# My pets



## Berthold (Jan 28, 2018)

She prefers pine bark orchid substrate 15 to 25 mm


----------



## Ray (Jan 29, 2018)

Just woke up and having my first sip of coffee, and it took me a minute to see the eyes.

That would startle the hell out of you, if you were unknowingly just going to repot something.


----------



## Paphluvr (Jan 29, 2018)

I had to read Ray's comment and go back to the photo to understand the thread title.
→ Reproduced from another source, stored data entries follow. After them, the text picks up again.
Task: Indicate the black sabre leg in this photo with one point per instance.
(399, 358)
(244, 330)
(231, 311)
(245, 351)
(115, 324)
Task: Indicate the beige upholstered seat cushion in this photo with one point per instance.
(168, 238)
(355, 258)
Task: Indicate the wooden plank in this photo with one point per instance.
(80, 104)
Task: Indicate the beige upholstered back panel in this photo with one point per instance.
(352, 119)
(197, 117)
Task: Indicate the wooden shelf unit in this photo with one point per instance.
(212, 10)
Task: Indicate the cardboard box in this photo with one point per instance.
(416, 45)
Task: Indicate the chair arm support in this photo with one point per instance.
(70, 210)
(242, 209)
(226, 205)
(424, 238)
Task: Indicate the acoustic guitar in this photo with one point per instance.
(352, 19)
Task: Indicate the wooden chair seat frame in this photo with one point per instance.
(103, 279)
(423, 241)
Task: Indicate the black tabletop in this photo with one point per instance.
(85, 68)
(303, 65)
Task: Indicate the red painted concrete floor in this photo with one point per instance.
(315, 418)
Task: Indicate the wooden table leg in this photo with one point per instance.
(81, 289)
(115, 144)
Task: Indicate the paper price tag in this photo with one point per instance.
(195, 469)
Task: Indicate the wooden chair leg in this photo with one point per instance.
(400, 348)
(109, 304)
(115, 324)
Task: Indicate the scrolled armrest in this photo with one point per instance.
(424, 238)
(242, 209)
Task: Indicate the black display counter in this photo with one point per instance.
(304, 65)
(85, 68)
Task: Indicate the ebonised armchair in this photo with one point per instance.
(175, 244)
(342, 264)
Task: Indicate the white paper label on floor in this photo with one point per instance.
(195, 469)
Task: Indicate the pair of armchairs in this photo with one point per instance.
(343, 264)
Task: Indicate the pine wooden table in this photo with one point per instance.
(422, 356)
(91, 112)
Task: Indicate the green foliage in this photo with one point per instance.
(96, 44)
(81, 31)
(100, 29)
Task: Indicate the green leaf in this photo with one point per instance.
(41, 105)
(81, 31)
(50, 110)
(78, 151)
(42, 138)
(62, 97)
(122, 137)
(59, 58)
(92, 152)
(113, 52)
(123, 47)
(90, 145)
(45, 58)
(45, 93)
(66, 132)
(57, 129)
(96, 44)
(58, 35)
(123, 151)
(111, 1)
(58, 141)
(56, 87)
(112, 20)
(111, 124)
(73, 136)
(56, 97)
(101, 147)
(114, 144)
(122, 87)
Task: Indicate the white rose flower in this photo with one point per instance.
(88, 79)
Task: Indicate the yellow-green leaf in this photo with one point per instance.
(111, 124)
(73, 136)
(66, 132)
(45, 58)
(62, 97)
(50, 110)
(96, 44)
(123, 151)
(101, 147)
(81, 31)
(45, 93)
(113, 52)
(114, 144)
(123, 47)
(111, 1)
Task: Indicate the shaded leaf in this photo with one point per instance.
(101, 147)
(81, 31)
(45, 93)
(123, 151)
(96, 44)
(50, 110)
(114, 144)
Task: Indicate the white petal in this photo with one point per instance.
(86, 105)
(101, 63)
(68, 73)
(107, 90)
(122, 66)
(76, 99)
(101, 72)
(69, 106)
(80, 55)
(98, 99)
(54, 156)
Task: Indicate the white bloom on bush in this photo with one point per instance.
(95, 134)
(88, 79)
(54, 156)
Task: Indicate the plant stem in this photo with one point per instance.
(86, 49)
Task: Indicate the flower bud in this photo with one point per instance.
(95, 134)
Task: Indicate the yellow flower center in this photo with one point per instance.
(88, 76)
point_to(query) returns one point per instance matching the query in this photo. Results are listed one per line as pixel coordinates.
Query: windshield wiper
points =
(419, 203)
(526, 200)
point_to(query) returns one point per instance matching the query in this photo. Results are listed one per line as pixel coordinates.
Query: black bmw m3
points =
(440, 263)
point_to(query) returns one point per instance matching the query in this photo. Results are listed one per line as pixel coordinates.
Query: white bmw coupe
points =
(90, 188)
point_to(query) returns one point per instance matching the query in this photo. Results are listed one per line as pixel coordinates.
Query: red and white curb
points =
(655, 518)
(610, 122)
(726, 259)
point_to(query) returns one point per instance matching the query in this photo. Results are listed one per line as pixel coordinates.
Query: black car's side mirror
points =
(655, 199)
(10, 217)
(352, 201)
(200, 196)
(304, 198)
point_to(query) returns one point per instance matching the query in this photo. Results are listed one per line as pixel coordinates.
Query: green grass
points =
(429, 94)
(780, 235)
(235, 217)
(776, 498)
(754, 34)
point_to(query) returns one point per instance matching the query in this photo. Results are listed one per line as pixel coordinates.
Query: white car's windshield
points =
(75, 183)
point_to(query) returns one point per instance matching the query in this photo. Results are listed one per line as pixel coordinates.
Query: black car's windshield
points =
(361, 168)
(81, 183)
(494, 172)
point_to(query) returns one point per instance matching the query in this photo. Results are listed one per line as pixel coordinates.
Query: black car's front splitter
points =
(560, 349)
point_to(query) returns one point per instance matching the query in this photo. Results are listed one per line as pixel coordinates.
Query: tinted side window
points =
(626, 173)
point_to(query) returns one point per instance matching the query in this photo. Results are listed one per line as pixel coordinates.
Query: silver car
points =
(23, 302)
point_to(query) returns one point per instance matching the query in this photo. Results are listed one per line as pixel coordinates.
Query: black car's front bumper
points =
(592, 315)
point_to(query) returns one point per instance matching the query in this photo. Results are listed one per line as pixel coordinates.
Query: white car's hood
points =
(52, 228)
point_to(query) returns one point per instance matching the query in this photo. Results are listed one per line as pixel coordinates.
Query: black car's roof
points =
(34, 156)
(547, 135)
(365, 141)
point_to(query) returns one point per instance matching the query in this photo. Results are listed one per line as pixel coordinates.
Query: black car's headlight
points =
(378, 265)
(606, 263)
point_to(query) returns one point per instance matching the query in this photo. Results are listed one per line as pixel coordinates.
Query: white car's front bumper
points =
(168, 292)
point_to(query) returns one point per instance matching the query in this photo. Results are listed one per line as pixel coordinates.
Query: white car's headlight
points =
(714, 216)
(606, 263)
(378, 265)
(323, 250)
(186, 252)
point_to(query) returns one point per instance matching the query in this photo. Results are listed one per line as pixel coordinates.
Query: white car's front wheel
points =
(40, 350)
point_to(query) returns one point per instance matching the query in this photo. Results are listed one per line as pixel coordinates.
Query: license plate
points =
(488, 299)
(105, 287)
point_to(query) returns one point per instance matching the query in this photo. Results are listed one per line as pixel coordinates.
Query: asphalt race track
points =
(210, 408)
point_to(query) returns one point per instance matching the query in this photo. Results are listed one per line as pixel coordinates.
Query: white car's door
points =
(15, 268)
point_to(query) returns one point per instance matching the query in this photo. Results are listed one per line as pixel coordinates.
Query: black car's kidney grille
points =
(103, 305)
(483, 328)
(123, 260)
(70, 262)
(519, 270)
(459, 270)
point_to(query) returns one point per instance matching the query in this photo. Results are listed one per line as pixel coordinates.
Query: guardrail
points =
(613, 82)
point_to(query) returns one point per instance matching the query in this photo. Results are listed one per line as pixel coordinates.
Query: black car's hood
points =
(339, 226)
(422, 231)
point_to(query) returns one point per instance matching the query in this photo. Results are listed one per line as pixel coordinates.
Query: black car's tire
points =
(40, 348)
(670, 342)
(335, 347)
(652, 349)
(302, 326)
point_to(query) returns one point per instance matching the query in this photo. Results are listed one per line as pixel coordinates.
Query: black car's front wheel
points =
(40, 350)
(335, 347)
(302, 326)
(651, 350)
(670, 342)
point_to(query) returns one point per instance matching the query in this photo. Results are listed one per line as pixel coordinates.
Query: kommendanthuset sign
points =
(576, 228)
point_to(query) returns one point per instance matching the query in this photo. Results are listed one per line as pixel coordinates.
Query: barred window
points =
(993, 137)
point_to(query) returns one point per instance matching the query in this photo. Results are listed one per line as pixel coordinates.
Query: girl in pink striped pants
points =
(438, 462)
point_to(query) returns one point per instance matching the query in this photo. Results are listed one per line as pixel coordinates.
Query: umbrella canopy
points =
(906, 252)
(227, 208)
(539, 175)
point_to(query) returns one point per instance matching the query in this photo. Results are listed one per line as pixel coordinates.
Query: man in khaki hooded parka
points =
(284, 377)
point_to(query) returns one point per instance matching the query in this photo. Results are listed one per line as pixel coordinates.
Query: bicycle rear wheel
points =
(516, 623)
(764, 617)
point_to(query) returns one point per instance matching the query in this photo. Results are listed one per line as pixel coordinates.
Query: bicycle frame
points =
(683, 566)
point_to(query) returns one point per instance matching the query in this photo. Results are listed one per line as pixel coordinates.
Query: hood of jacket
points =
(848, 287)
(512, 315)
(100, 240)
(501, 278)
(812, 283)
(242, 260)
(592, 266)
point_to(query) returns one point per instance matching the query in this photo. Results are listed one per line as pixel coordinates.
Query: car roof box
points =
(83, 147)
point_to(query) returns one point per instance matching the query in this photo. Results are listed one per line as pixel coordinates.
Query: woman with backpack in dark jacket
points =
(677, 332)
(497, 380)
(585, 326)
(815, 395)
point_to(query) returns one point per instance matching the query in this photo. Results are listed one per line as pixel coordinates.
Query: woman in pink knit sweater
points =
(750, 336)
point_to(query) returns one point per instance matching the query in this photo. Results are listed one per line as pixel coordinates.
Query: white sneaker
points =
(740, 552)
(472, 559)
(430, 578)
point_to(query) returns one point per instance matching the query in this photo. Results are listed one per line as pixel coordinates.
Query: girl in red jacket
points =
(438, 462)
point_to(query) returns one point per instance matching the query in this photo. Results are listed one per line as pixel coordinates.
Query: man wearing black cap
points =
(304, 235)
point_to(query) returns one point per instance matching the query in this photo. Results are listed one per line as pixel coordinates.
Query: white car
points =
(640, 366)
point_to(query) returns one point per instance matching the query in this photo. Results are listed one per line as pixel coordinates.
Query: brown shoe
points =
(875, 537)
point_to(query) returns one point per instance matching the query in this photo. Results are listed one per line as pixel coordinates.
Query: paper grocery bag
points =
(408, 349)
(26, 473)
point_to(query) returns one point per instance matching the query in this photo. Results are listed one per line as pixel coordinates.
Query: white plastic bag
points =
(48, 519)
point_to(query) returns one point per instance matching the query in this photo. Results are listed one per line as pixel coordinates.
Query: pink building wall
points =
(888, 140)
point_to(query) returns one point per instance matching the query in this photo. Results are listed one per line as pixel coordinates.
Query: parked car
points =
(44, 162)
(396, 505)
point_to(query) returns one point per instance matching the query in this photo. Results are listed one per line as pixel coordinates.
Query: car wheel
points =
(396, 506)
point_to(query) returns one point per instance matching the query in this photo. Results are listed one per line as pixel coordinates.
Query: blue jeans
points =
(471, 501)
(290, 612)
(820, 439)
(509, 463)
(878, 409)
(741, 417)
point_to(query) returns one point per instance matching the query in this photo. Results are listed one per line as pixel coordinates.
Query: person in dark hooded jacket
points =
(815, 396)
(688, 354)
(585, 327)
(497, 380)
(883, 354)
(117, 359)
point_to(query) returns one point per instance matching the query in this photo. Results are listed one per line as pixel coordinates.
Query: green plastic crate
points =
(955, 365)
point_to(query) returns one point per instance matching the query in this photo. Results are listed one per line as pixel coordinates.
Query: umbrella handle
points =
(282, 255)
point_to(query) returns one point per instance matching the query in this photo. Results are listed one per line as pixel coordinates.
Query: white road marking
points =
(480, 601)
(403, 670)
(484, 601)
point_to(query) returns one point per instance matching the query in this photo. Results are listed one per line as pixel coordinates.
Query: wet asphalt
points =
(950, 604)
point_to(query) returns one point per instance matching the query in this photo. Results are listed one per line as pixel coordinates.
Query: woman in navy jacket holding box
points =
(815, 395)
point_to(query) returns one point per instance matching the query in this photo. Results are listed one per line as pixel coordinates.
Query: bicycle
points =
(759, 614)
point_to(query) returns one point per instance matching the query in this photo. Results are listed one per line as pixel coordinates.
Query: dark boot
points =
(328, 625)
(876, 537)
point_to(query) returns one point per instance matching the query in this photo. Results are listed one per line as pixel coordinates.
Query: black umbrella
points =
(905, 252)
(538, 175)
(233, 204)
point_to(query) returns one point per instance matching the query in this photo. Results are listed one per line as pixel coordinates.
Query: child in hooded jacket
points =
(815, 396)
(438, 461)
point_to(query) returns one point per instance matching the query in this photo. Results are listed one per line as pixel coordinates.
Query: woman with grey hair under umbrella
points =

It look like you have a lot of things that like a dormancy period.


----------



## Linus_Cello (Jan 29, 2018)

Hiding place or litter box?


----------



## Berthold (Jan 29, 2018)

Linus_Cello said:


> Hiding place or litter box?



No litter box, only a hidden view point to watch me at work, may be there is a mouse or something equivalent jumping out of my coat pocket

This fur-bearing animal is very clean.


----------



## cnycharles (Jan 29, 2018)

I had to read comment and search for eyes myself! Very spooky


Sent from my iPhone using Tapatalk


----------



## SlipperFan (Jan 29, 2018)

cool!


----------



## Berthold (Feb 27, 2018)

Ballet training


----------



## abax (Feb 28, 2018)

Black cats are enormously beautiful and mysterious. Those eyes in the bag
are so funny and a little spooky too.


----------



## Berthold (Feb 28, 2018)

If I have 21°F outdoor in the cat kogel below the cat's snout I have 36°F and that is good for the cat, not enough for my bedroom.


----------



## Ray (Feb 28, 2018)

When I was an undergrad, I found a stray kitten, also solid black with gold eyes. 

She lived with me in the dorms for years, and was my head rest on the 12+ hour drives between Atlanta and DC. She even went on our honeymoon. 


Ray Barkalow - Mobile


----------



## NYEric (Feb 28, 2018)

Cute! Thanks for sharing.


----------